This, btw, is a mathematics question.

Zz.
 
ZapperZ said:
Have you done a section on calculus called the chain rule?

This, btw, is a mathematics question.

Zz.

yes i know the chain rule

if y=f(g(x)) then dy/dx = df/dg * dg/dx

but confused that how is that applied here?
 
s(t) (distance moved) and v(t) (speed) are are both functions of t. You can then think of v as a function of t. (For each s, find the corresponding t, then find v(t) for that t.) So dv/ds is defined and by the chain rule, a= dv/dt= (dv/ds)(ds/dt).
 
mentalguy said:
yes i know the chain rule

if y=f(g(x)) then dy/dx = df/dg * dg/dx

but confused that how is that applied here?

I don't understand the problem here.

To be able to write that chain rule, it means that you have a function v(s). Thus, since a = dv/dt, use the chain rule to write

a= dv/ds * ds/dt.

Zz.
 
What i am saying is that there is a function that v(s(t)) [v is a function of s which is a function of t]

So in that case, when chain rule is applied i get a= dv/ds * ds/t

Am i right in my thinking ?
 
Last edited:
If s is a function of t, then v(t) = ds/dt, and a = dv/dt = d(ds/dt)/dt = d(ds)/(dt)^2.

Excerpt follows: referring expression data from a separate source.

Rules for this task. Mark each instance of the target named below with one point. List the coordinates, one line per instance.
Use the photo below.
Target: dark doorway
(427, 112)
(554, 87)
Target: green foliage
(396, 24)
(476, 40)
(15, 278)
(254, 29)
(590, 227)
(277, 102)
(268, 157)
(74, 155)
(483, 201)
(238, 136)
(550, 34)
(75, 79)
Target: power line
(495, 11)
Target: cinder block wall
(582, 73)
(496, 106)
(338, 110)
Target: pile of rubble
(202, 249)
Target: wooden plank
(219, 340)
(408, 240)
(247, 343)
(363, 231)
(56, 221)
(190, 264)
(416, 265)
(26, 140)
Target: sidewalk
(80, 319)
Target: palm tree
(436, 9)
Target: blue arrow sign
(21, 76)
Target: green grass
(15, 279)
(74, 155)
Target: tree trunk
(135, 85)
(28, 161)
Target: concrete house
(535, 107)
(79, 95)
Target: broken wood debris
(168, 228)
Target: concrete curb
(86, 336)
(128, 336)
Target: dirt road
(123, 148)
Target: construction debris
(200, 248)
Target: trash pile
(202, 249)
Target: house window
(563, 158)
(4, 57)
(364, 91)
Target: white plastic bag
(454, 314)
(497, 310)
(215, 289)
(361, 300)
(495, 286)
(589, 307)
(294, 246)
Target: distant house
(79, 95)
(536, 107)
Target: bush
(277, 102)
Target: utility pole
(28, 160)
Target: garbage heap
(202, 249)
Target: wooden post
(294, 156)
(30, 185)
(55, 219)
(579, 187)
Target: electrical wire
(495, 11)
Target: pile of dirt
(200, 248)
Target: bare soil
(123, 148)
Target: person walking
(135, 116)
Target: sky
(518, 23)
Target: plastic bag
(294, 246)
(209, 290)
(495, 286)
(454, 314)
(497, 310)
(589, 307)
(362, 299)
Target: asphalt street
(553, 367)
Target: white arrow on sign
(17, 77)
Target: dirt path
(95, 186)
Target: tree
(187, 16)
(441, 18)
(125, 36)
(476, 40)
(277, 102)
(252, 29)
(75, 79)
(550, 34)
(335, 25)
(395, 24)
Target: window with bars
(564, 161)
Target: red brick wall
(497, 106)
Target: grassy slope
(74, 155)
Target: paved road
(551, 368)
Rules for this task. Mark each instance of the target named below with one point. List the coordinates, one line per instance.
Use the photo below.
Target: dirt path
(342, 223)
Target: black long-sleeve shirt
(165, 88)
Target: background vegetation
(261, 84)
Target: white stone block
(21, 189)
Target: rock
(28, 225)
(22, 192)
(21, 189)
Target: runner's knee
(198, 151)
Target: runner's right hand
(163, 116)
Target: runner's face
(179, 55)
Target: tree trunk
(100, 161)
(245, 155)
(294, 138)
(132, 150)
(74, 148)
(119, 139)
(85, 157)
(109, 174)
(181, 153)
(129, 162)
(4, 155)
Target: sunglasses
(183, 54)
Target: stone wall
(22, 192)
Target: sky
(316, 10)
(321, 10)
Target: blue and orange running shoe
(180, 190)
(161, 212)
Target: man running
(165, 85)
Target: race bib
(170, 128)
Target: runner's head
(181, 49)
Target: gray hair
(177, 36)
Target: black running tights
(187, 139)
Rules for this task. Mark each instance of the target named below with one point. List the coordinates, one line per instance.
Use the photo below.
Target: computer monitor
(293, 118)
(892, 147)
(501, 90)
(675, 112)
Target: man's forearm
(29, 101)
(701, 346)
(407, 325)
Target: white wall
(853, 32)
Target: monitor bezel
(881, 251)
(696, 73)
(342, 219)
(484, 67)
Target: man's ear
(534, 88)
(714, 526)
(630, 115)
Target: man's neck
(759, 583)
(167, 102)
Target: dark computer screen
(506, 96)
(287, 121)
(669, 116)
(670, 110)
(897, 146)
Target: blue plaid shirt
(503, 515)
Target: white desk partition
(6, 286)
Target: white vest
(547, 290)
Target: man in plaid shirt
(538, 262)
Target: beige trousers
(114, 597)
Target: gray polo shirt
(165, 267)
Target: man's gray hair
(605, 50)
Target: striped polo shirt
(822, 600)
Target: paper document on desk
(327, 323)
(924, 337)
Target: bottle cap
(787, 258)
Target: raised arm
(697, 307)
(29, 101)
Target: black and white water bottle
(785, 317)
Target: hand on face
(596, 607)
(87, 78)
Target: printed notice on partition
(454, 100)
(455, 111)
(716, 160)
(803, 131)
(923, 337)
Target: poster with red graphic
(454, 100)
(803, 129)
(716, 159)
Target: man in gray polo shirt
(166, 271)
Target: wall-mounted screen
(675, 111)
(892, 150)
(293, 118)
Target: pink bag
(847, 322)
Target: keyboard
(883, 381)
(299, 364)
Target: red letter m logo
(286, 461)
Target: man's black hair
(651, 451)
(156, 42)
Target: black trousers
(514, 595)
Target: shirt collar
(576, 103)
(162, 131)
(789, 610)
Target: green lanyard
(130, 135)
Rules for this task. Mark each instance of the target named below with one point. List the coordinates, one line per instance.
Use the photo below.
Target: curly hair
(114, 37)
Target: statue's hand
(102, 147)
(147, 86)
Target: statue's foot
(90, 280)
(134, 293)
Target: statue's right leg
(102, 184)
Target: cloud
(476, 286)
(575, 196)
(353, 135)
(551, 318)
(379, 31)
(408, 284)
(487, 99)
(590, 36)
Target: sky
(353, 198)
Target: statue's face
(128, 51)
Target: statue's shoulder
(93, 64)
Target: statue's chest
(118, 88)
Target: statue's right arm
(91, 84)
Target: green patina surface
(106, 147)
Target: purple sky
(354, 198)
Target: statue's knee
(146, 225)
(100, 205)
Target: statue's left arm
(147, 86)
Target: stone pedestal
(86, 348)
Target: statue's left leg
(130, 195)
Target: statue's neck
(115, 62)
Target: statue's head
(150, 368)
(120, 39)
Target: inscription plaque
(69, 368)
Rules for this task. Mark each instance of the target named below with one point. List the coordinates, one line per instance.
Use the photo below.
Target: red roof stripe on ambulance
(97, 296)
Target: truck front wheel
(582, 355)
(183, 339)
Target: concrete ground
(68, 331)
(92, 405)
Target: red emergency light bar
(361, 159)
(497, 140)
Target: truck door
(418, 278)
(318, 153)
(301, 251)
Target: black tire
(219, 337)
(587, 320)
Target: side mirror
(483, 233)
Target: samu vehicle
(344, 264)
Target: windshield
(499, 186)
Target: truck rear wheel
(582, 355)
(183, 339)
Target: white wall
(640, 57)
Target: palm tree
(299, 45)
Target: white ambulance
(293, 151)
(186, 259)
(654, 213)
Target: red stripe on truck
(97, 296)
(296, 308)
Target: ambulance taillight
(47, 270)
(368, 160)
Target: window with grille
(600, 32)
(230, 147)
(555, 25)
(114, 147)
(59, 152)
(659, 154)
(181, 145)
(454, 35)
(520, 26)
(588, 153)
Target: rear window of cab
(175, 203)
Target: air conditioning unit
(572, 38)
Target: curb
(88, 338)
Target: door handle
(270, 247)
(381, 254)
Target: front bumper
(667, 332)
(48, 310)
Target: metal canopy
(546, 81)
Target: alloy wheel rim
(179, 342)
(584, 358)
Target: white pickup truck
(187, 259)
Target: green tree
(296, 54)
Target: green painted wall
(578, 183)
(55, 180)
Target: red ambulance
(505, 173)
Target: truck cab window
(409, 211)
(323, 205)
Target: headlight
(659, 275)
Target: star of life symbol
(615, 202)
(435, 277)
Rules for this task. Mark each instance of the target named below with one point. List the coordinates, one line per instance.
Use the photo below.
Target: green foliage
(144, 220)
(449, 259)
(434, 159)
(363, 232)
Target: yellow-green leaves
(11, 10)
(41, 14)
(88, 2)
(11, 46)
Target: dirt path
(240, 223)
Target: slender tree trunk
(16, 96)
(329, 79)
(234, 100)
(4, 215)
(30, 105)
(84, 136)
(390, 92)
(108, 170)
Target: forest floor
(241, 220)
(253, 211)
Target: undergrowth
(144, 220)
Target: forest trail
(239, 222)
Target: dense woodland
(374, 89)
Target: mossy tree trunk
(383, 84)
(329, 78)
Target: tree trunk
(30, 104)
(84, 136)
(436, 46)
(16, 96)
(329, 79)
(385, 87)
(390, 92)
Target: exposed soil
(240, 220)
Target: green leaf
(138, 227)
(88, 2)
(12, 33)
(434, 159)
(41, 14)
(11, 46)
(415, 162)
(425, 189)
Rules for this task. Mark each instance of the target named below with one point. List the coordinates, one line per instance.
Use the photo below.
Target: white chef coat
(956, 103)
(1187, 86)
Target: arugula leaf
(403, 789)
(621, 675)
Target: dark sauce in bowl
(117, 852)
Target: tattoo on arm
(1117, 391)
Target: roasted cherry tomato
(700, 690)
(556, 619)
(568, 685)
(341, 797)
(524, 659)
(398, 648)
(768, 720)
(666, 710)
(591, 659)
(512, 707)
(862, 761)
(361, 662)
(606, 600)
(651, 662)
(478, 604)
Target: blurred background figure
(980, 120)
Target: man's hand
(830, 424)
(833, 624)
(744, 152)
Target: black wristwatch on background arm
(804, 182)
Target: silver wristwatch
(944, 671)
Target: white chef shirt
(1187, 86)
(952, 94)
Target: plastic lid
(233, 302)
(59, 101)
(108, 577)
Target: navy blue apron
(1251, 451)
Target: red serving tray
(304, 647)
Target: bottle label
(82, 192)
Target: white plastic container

In the case where a is a function of s, then multiplying dv/dt by ds/ds can be used to solve the problem (if the produced integrals are solvable). The first step is to produce an equation that can be integrated (don't forget to include the constant of integration after doing the integration):

a(s) = (dv/dt)(ds/ds) = (ds/dt)(dv/ds) = v dv/ds
a(s) ds = v dv

v dv = a(s) ds

1/2 v^2 = integral(a(s) ds) + constant
v = ± sqrt(2 (integral(a(s) ds) + constant))

Assuming (a(s) ds) can be integrated, the next integration step:

define v(s) = ± sqrt(2 (integral(a(s) ds) + constant))
v(s) = ds/dt
dt = ds/v(s)
t = integral(ds/v(s)) + constant)

Even if (ds / v(s)) can be integrated, it may not be possible to invert the equation to produce s as a function of t.
 
Last edited:
mentalguy said:
What i am saying is that there is a function that v(s(t)) [v is a function of s which is a function of t]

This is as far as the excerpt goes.